The Park’s deputy chief of science and resource management, Jane Rodgers, is excited to see the impact of the program, saying, “Grand Canyon offers a spectacular night sky that visitors come from all over the world to experience.”

If it can achieve 100 per cent compliance, the Grand Canyon will become one of eight national parks on the Colorado Plateau which are classified as Dark Sky Parks.
​ 
GCPBA RiverNews is a service of Grand Canyon Private Boaters Association.
Join and Support GCPBA. Visit our website www.gcpba.org.
We are on Facebook – https://www.facebook.com/groups/1424392787831584


----------



## stuntsheriff (Jun 3, 2009)

Uhhh....


----------



## mattman (Jan 30, 2015)

Sounds like good news I 'spose. Kinda makes me wonder why National Parks should need ANY light, really, something for the rangers housing perhaps, campers have more flash lights then they need, all the visitor centers should be closed by dark anyway. Maybe they need some security lights for those pissed off at them? Ya, get rid of some of the stupid, dam culture supporting, electric light!!!!
It's sad that so many people in this country are actually SCARED of the dark, huge power waste, and loss for the soul.


----------



## mikesee (Aug 4, 2012)

It's great that they are attentive to this.

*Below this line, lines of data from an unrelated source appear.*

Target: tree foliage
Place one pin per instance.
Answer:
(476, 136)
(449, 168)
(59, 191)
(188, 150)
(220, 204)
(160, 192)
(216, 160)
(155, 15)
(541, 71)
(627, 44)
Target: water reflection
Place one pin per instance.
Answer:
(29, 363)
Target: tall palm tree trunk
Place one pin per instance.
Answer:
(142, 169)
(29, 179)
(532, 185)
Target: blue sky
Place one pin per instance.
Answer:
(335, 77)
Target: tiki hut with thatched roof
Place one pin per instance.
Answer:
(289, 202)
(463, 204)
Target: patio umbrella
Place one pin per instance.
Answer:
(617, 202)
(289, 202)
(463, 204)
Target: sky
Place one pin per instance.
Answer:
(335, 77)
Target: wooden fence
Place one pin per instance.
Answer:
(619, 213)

That said, my $.02 is that the light pollution that you can see when floating the Grand ain't coming from park infrastructure, but that giant glowing wart on the horizon that is Las Vegas.


----------



## restrac2000 (Mar 6, 2008)

Yeah, Las Vegas has a very large impact when it comes to light across the region. I swear you can even see the light from the Zion region.

That said, from what I have gleaned from soundscape and light shed studies, the impact of even reducing a little local light on night skies is exponentially larger than the effort. 

Lucky to live in a place with some of the best night skies. Even in town I can go out and see more stars than my eyes/mind can fathom. Totally support the NPS in this introspective and valuable endeavor.


----------



## johnryan (Feb 6, 2013)

Insightful commentary.

Me, I like the dark sky initiative, whatever real effect it may or may not have.



stuntsheriff said:


> Uhhh....


----------